Find $k$ if $(1, 7), (2, 4)$ and $(k, 5)$ form a right triangle.

(A-D) Let the vertices be $A(1, 7), B(2, 4)$,and $C(k, 5)$.
Calculate the squared distances between the points:
$AB^2 = (1-2)^2 + (7-4)^2 = (-1)^2 + 3^2 = 1 + 9 = 10$
$BC^2 = (2-k)^2 + (4-5)^2 = 4 - 4k + k^2 + 1 = k^2 - 4k + 5$
$AC^2 = (1-k)^2 + (7-5)^2 = 1 - 2k + k^2 + 4 = k^2 - 2k + 5$
For a right triangle,one of the angles must be $90^{\circ}$:
Case $1$: $\angle A = 90^{\circ}$. Then $BC^2 = AB^2 + AC^2$.
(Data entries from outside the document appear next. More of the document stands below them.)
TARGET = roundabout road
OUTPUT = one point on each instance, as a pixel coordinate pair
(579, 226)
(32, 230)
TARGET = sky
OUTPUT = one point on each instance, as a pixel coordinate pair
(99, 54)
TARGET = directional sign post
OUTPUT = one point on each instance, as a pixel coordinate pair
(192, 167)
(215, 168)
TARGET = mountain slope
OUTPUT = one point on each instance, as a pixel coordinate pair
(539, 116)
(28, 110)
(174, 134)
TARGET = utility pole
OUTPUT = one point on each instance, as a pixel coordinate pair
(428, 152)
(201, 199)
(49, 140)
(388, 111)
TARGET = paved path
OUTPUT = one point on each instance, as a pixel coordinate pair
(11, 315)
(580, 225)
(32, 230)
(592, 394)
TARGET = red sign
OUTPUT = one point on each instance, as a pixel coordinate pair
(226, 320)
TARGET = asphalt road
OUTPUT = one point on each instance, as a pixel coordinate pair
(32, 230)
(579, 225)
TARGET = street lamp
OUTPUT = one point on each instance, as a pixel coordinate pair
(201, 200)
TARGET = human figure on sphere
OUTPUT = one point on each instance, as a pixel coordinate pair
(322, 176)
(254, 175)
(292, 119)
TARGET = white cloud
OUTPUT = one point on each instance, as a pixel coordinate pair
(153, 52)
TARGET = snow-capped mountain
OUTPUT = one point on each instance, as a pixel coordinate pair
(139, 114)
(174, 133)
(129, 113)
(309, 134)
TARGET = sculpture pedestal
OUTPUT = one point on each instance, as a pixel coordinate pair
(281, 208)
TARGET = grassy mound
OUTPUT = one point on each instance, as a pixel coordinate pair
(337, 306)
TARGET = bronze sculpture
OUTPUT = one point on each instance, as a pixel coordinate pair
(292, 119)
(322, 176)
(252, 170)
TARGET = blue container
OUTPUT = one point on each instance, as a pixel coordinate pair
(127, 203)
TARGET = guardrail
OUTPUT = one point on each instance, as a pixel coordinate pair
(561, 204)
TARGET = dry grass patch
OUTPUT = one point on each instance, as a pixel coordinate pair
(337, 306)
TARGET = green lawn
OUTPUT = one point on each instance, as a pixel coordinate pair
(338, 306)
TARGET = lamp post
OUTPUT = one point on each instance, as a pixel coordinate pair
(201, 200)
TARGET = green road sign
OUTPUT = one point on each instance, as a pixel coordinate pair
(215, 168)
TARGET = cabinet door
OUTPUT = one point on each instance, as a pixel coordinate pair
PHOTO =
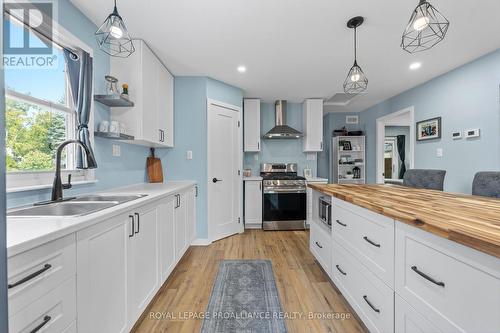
(102, 290)
(150, 65)
(143, 275)
(253, 204)
(251, 123)
(166, 106)
(166, 237)
(312, 110)
(191, 216)
(180, 226)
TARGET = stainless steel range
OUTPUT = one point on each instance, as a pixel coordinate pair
(284, 197)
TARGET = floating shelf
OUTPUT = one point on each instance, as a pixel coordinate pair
(113, 101)
(114, 136)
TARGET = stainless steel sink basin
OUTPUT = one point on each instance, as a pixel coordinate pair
(79, 206)
(67, 208)
(117, 198)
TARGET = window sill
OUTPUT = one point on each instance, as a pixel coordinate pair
(46, 186)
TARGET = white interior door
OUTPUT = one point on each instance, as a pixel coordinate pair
(224, 170)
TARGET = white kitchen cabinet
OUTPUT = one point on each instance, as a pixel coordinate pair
(166, 221)
(312, 125)
(180, 218)
(251, 123)
(102, 290)
(253, 204)
(191, 196)
(150, 120)
(143, 273)
(310, 202)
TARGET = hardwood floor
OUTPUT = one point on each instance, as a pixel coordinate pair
(303, 286)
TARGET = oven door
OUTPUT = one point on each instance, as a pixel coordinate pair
(285, 207)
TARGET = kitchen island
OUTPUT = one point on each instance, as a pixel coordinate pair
(411, 259)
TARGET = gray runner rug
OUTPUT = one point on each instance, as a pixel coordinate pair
(244, 299)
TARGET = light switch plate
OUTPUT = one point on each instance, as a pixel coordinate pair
(117, 151)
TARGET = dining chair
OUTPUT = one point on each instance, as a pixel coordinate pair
(424, 178)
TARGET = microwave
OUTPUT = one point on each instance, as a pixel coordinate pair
(325, 211)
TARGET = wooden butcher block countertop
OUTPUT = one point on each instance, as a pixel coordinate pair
(469, 220)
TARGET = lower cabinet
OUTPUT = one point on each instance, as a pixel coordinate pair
(122, 262)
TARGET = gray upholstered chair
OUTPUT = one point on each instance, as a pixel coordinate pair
(424, 178)
(486, 184)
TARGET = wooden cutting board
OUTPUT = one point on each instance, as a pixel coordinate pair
(155, 170)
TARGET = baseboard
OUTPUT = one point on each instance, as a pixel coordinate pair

$k^2 - 4k + 5 = 10 + k^2 - 2k + 5$
$-2k = 10 \implies k = -5$
Case $2$: $\angle B = 90^{\circ}$. Then $AC^2 = AB^2 + BC^2$.
$k^2 - 2k + 5 = 10 + k^2 - 4k + 5$
$2k = 10 \implies k = 5$
Case $3$: $\angle C = 90^{\circ}$. Then $AB^2 = BC^2 + AC^2$.
$10 = (k^2 - 4k + 5) + (k^2 - 2k + 5)$
$10 = 2k^2 - 6k + 10$
$2k^2 - 6k = 0 \implies 2k(k - 3) = 0$
$k = 0$ or $k = 3$
Thus,the possible values of $k$ are $-5, 5, 0, 3$.